= Ministry of Education and Higher Education (Qatar) =

Government ministry of Qatar

The Ministry of Education and Higher Education is one of the ministries of Qatar that provides free education from kindergarten to secondary school for all Qatari citizens. Education is also considered compulsory according to the law. The current minister is Lolwah bint Rashid bin Mohammed Al Khater.

== About the Ministry ==
In 2002, a decree was issued to establish the Supreme Education Council in Qatar as the supreme authority responsible for drawing up the educational policy of Qatar, for the education development plan and supervising its implementation, followed by the law establishing independent schools in 2006. All public schools were converted into independent schools in 2010. The idea of independent schools is based on the independence of school management in terms of curricula, attracting teachers, and spending with the supervision of the Supreme Education Council. The experience of independent schools continued until Law No. 9 of 2017 was issued regarding the organization of schools, after which the management of schools returned to the Ministry of Education and Higher Education in full after the abolition of the independent school experience and the transformation of the Supreme Education Council into a ministry with a new structure. The educational system in Qatar is now based on three stages: primary (6 years), preparatory (3 years) and secondary (three years). The law also authorized the establishment of kindergartens from the age of four years.

More than 5,000 Qatari students graduate from high school per year.

== Ministry tasks ==
The tasks of the Ministry of Education and Higher Education.
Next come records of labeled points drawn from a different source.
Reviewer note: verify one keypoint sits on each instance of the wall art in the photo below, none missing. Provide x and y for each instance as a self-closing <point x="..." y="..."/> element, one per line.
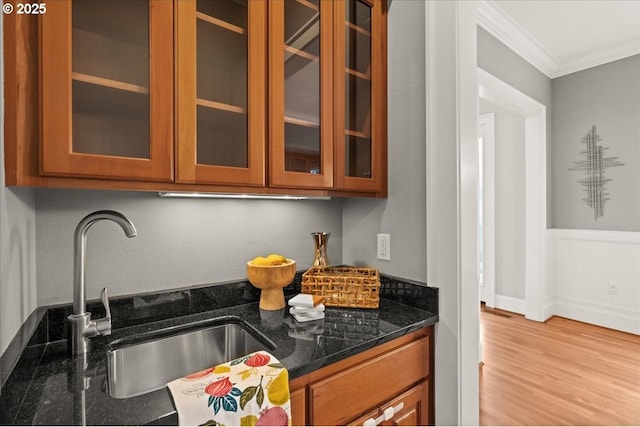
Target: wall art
<point x="594" y="167"/>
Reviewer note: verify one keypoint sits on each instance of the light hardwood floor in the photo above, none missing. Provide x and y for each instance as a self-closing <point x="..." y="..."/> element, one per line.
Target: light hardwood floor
<point x="560" y="372"/>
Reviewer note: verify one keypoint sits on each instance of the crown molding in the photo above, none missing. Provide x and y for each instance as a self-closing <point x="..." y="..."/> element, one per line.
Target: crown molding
<point x="492" y="18"/>
<point x="616" y="53"/>
<point x="500" y="25"/>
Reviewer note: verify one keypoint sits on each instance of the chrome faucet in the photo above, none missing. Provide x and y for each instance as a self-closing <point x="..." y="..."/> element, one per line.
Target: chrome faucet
<point x="81" y="326"/>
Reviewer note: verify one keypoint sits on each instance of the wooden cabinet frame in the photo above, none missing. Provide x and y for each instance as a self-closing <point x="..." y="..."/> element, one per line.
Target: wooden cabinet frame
<point x="173" y="125"/>
<point x="355" y="388"/>
<point x="56" y="152"/>
<point x="378" y="181"/>
<point x="279" y="176"/>
<point x="188" y="169"/>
- Raising the level of education, ensuring it for every citizen, and developing it to ensure that the state's needs for resources and distinguished human competencies in various fields are met.
- Determining the stages of education, preparing curricula and examination systems.
- Licensing, supervising and controlling nurseries.
- Licensing and supervising schools and higher education institutions, including allocating financial support and technical and administrative guidance to them.
- Dispatching scientific missions and supervising and taking care of scholarship students.
- Supporting students with special needs and gifted students.
- Supervising government education institutes.
- Issuing licenses for educational services centers and following them up.
- Providing training and professional development for teachers and education personnel.